Analyst Insight: The chief supply chain officer's (CSCO) role provides a way for the supply chain to earn a place in the board room and drive strategic decision making. The CSCO has emerged as a key stakeholder in the company to make supply chain transformation happen. Supply chain planning is an important approach for CSCOs to create value for their enterprise. In fact, 86 percent of respondents indicate that their management team has asked them to review the supply chain process in order to find opportunities to improve their company's supply chain planning processes, and 71 percent of respondents have indicated the same for supply chain technology improvement.
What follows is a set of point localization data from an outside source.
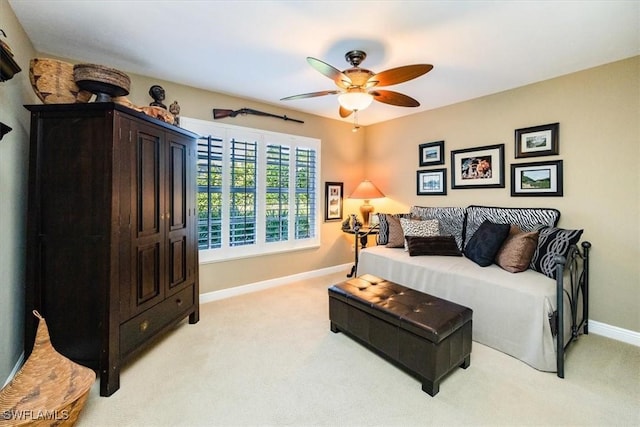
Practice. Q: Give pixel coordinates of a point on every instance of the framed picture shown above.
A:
(537, 141)
(481, 167)
(333, 201)
(431, 182)
(537, 179)
(431, 153)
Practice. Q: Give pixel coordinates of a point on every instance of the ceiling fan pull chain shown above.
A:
(355, 121)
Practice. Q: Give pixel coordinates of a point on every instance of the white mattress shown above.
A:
(510, 310)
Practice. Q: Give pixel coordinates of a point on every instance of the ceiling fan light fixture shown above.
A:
(355, 101)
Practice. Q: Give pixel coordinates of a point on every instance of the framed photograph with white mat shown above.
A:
(431, 182)
(537, 141)
(537, 179)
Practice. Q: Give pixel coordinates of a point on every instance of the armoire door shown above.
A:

-Nari Viswanathan, vice president & principal analyst at Aberdeen Group
The following functional areas within supply chain planning can be described as process capability Level 1: demand forecasting, demand collaboration, supply planning and inventory management. (See Strategic Supply Chain Planning: Priorities of the Chief Supply Chain Officer, September 2010). These are areas which provide the ability for companies to improve their inventory turns, forecast accuracy and customer service level metrics. However, these functional areas do not address the strategic time frame planning of their companies.
Whereas when it comes to more advanced capabilities such as simulation, network design, risk management, etc., Best-in-Class companies do not have a significant advantage over all other companies. These functional areas can be described as process capability Level 2. These are the crucial ingredients for companies to manage long-term supply risk and long-term sustainability goals through simulation, predictive analytics and other similar approaches. The reason why even Best-in-Class companies do not have a higher capability level in these areas is the fact that mastering these process areas is difficult - they involve the need for solution capabilities that go beyond the traditional supply chain planning solutions.
The following are the three key priorities that CSCOs should have in terms of supply chain planning:
• Supply-demand-finance balancing is critical. Even though demand forecasting is a key area of implementation plan for companies in this survey (46 percent), the respondents have expressed intent to invest time and effort towards constrained supply chain planning (49 percent) to simulate different scenarios based on predictive modeling approaches (50 percent) and the ability to design risk management into the system (42 percent).
• Outsourcing is creating new supply chain dynamics - time and speed are critical. Thirty-seven percent of respondents indicate that they are making major updates to forecast at a frequency of less than a month, and 80 percent indicate they are making major updates to forecast at a frequency less than or equal to a month. Forty-seven percent of respondents indicate that they are making major updates to supply plans at a frequency less than a month and 77 percent of respondents indicate they are making major updates to supply plans at a frequency less than or equal to a month.
The reason for the increased frequency of planning is due to the increase in uncertainty and lack of visibility due to outsourcing. Outsourcing results in an increase in variability and increased lead-times. In order to manage these variables, companies are trying to perform constant planning and re-planning.
• Create a Chief Supply Chain officer or similar role. Sixty-four percent of respondents indicate that they don't have a chief supply chain officer role in their organization.
Clearly, companies without someone in the chief supply chain officer seat is at a disadvantage. They should reconsider their current thinking and explore adding a CSCO (or similar role). That will provide the strategic impetus that the supply chain needs in the organization.